Ich würzte noch etwas nach, ein bräunliches Pulver, das auf dem Tisch stand, vermutlich Glutamat in Reinform, und machte mich dann hungrig über den Eierreis mit Erbsen her.

„Du bist wirklich eine verdammt gute Psychologin.“

Ich verschluckte mich, hustete und griff automatisch zu meiner Cola. Gerade wollte ich ihr nach dem Motto „gut, dass wenigstens du das so siehst“ widersprechen. Doch das wäre völlig unprofessionell und als Rollenmodell komplett unbrauchbar gewesen. Ana bemerkte zum Glück nichts von meinen inneren Zweifeln und setzte ihre Fragerei unbefangen fort.
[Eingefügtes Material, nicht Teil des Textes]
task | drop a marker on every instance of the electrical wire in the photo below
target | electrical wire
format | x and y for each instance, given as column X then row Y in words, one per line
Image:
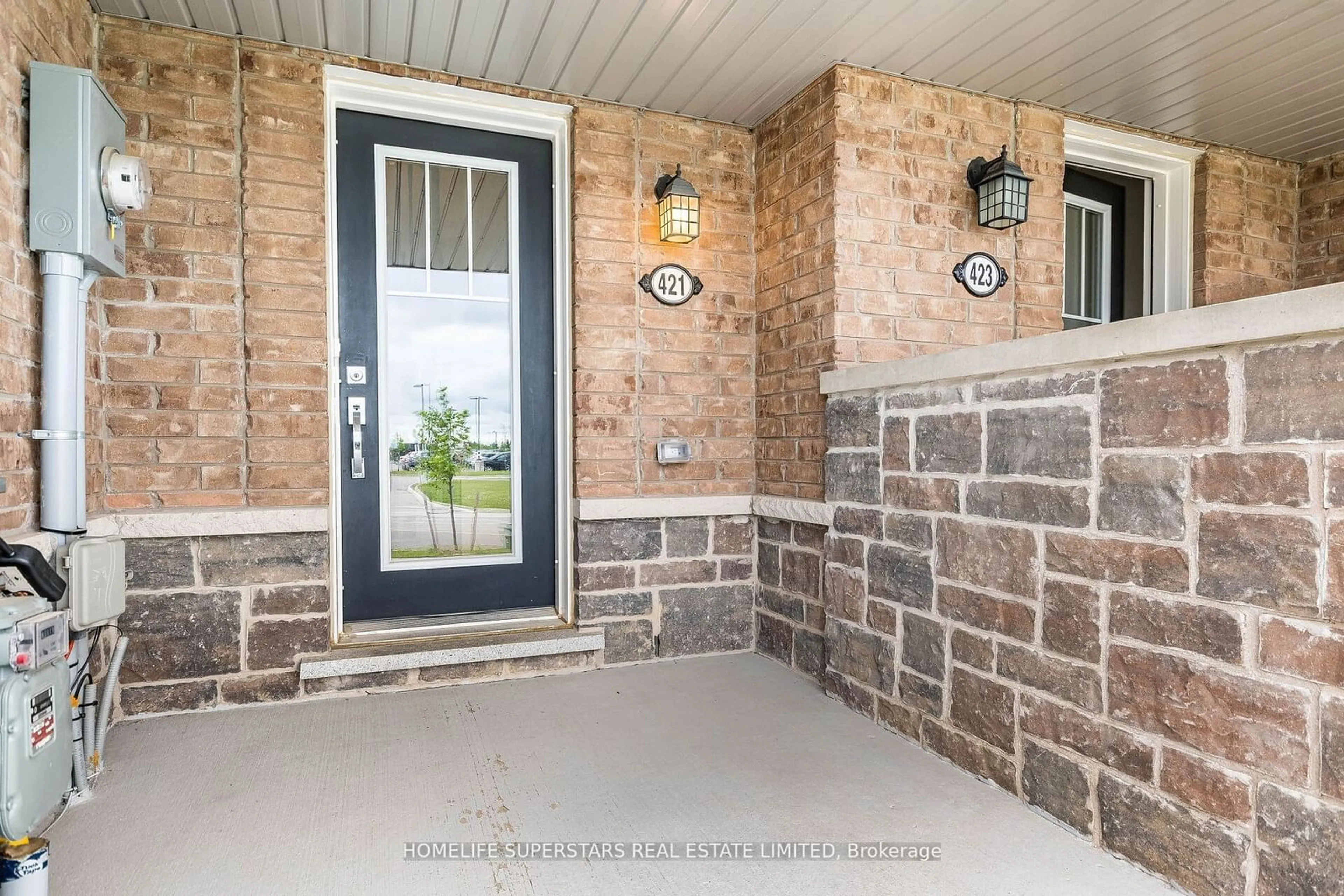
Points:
column 65, row 805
„Hast du auch hier in Köln studiert?“

„Ja, mit dem Schwerpunkt pädagogische Psychologie. Zwar habe ich auch ein Praktikum als Streetworkerin gemacht, doch dabei ist mir klargeworden, dass Community-Psychologie nicht so mein Ding ist. Na ja, und so bin ich hier an der Kölner Bildungsakademie gelandet.“

Meine erste Stelle in Probezeit, die Ende Januar, also in zwei Wochen, ablief. Wenn ich doch nur wüsste, ob ich den Vertrag verlängern sollte. Eigentlich gefiel mir diese Richtung auch nicht, zu viel Administration und ein für mein Empfinden zum Teil fragwürdig zeitgeistiges Kursangebot. Aber immerhin hatte ich keine finanziellen Sorgen mehr. Ich beschloss, das Thema zu wechseln.

„Und deine Eltern kommen aus Spanien?“

„Ja, aus Granada, dann hat mein Vater hier im Kölner Norden bei Ford Arbeit gefunden. Mittlerweile sind sie aber wieder zurückgegangen.“

„Nach Andalusien?“

Ich schaute auf die Uhr. Wir hatten noch Zeit.
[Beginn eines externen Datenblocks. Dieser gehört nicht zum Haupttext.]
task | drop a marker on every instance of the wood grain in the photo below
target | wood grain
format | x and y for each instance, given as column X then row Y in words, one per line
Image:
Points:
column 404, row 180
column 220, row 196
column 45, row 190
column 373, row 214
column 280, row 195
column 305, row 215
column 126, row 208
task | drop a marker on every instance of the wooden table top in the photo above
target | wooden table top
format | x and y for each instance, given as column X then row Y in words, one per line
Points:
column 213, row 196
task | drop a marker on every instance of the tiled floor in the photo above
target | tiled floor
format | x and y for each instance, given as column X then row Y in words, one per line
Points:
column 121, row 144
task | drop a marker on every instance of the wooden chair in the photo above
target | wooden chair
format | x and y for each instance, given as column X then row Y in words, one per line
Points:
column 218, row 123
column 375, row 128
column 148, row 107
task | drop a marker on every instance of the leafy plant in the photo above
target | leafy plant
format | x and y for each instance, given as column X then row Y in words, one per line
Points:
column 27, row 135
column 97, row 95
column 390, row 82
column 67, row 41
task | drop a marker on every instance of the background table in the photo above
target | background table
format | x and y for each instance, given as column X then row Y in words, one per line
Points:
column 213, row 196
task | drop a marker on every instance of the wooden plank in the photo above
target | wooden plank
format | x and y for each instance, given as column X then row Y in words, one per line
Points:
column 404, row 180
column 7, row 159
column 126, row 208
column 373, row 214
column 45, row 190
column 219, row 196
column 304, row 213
„Nein. Meine Eltern wohnen jetzt in Katalonien, aber mein Bruder ist zurück nach Sevilla gezogen. Er arbeitet da bei der Zeitung.“

Sevilla!

Rafa!

„Cool. Ich kenne Sevilla. Nach dem Abi habe ich dort als Au-pair gejobbt. Eine tolle Stadt.“

„Así que hablas español?“

„Un poquito, ist aber schon ziemlich eingerostet. Sollen wir uns noch einen Nachtisch gönnen? Etwas Süßes? Die Bananen mit Honig sind hier fenomenal.“

Ich bemühte mich um eine spanische Aussprache, doch Ana war mit den Gedanken woanders. Sie nickte mir zu und tippte etwas in ihr Handy.

„Für mich auch.“

Als ich mit den beiden Tellern zurück an unseren Tisch kann, schob sie mir ihr Display hin. Doch mich konnte nichts von meiner warmen honigtriefenden Nervennahrung abhalten. Immerhin hatte ich noch vier lange Nachmittagsstunden vor mir. Diese einwöchigen Workshops gingen echt ans Eingemachte.

„Probier mal“, nuschelte ich glücklich mit vollem Mund. „Ist wirklich gut.“

„Schau mal“, erwiderte Ana unbeirrt. „Die letzte Mail von meinem Bruder.“

Ich wollte gar nicht schauen. Was gingen mich die Familienverhältnisse von Sophias Referendarin an? Ich wollte sie lieber ein wenig auf professioneller Distanz halten. So schüchtern schien die Kleine dann doch wirklich nicht zu sein!

„Ich glaube, wir sollten mal zahlen.“

„Lies doch mal! Wirklich witzig, dass ich gerade heute eine Psychologin kennenlerne.“

Okay, dann tat ich ihr eben den Gefallen. In vier Stunden würde sie sowieso für immer aus meinem Leben verschwinden. Als Erstes las ich die Anrede: „Hola guapa“. Mir gefiel die spanische Sitte, sich sofort mit einem Kompliment zu begrüßen. Die hatten es einfach drauf, die Iberer. Dann kam etwas über die Zeitung, jemand war krank, enferma, hieß doch krank? Und zum Schluss das Kürzel bs, das kannte ich noch gut. Stand für besos, Küsse. Ach ja …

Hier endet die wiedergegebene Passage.